The AOC's facilities planning process is easily transferable to other federal agencies, provided the agency has a database of historical information that can be used for forecasting facility needs, Lehman said. The Patent and Trademark Office's records on patent applications or the Veterans Administration's benefit claims data are examples of such historical information. Agencies wishing to replicate the AOC's efforts should take the following steps, Lehman said:

  1. Identify the primary measure that tracks the agency's workload. For example, the IRS might consider tax returns a workload measure.

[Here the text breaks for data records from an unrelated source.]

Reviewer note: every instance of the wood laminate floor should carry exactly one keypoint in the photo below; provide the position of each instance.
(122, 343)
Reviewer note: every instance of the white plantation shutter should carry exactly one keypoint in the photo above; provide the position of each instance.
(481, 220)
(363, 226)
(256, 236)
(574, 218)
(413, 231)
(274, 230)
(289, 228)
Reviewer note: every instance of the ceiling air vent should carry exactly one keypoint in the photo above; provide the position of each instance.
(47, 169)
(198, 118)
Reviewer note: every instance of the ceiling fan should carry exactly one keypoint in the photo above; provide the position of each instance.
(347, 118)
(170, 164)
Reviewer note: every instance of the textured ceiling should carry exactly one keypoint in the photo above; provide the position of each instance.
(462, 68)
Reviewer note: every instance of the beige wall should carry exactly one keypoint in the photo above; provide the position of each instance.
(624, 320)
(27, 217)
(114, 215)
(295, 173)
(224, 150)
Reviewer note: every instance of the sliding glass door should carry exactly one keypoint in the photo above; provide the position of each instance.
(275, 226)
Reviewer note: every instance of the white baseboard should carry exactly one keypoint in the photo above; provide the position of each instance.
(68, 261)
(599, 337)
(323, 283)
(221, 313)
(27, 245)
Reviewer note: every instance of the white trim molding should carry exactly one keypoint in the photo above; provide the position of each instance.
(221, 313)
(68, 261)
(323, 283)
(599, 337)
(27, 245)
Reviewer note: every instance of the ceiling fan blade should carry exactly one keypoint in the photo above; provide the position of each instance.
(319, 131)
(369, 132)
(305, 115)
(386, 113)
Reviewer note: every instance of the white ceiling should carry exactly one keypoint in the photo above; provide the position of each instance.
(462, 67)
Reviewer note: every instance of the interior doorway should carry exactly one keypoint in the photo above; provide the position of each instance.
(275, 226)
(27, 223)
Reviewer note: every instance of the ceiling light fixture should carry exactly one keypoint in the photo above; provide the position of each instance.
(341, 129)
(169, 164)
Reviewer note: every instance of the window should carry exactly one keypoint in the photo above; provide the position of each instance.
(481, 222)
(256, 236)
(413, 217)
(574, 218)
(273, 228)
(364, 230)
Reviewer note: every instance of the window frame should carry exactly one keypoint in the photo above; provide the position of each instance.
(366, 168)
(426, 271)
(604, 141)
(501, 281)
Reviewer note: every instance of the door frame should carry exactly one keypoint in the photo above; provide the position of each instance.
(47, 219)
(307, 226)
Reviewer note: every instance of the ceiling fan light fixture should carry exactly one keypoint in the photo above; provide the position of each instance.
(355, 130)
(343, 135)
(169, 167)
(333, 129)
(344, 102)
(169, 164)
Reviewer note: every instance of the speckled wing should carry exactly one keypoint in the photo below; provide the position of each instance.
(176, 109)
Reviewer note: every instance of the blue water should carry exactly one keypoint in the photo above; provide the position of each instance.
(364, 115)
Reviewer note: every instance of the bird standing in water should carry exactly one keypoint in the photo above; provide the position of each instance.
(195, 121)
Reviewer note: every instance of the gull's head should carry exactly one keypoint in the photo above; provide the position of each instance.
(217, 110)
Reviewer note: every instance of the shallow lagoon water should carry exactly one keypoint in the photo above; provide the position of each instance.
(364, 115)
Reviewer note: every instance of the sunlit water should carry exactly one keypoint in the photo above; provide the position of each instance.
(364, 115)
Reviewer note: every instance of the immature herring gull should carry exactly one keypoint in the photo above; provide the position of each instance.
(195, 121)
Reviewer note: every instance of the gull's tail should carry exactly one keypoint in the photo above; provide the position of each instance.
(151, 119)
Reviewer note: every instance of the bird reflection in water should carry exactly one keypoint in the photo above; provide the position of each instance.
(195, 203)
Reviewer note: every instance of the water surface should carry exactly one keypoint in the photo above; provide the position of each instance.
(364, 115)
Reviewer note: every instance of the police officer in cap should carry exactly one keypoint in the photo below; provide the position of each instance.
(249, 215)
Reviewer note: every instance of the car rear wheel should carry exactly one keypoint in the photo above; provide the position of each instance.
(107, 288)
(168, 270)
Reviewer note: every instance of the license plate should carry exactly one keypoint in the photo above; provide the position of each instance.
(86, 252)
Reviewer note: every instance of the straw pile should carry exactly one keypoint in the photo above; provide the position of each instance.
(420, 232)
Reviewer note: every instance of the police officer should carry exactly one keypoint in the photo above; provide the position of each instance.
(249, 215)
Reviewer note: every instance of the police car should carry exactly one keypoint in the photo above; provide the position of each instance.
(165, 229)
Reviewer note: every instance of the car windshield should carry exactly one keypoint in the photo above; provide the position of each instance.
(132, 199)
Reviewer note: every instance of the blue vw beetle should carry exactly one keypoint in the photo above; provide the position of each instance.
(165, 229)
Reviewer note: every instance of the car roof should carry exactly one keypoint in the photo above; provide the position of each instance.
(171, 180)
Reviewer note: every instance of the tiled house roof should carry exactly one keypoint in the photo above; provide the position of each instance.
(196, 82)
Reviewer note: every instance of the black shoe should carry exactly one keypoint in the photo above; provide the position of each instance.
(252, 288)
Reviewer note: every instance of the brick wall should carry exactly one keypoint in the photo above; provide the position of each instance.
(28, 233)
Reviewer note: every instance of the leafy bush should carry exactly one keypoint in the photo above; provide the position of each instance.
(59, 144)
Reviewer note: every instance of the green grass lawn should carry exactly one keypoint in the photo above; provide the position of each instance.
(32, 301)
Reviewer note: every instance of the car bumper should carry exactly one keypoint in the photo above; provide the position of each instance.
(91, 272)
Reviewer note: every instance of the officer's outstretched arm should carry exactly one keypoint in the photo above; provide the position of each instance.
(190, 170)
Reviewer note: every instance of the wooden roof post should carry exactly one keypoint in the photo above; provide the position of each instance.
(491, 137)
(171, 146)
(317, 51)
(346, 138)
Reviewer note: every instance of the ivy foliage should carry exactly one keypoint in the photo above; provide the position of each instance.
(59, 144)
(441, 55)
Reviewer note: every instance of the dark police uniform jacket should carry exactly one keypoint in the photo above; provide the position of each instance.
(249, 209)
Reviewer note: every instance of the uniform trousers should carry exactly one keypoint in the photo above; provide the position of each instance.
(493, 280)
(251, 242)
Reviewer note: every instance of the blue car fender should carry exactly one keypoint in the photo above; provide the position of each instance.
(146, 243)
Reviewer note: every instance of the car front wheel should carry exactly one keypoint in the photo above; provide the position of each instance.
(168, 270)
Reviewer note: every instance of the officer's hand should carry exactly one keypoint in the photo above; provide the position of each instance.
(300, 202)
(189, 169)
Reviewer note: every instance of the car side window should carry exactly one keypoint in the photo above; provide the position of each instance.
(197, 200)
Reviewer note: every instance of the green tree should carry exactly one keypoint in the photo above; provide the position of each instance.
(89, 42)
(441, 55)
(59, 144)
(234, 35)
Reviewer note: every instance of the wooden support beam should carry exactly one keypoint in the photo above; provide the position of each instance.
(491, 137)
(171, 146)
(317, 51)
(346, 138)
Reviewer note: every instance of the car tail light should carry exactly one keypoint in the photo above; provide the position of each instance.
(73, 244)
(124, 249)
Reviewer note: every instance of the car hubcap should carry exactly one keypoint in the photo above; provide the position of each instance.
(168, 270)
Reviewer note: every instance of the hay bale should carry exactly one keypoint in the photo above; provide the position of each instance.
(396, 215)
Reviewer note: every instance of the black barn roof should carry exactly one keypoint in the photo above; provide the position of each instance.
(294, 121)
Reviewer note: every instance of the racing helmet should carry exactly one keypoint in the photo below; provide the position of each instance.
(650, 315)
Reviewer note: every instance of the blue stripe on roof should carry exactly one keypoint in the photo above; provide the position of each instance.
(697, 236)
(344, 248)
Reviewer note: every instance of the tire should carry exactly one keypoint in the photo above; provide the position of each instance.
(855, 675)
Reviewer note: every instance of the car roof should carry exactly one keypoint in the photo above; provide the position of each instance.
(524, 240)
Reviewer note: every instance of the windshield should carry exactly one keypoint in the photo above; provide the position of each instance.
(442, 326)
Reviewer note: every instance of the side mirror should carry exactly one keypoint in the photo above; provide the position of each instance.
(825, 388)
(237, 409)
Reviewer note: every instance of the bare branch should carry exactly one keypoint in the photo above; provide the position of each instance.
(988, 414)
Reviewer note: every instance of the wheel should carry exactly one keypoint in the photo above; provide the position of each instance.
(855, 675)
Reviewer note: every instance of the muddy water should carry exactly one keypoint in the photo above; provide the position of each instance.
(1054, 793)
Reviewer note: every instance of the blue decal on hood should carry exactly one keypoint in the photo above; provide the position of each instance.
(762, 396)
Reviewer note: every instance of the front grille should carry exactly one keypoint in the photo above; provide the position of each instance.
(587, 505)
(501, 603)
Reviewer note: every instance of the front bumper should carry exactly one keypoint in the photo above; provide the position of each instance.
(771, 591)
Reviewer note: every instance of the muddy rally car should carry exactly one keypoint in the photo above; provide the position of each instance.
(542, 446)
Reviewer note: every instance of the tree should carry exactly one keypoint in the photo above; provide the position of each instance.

Hospitals might use number of operations performed.
  2. Create a database of historical workload data.
  3. Use statistics to determine how many personnel and how much space is needed for different workload levels.
  4. Project the agency's future growth needs based on these relationships.
  5. Organize a review committee of responsible parties to assess and refine the projections.
  6. Apply the process to each organization in the agency to create a national plan.
  7. Update the workload data on a regular basis to ensure projection accuracy.

GSA recently honored the AOC for the facility planning process with its Annual Achievement Award for Real Property Innovation. The award honors achievements in the federal real property community and was created to communicate best practices and policies among real property professionals and federal agencies.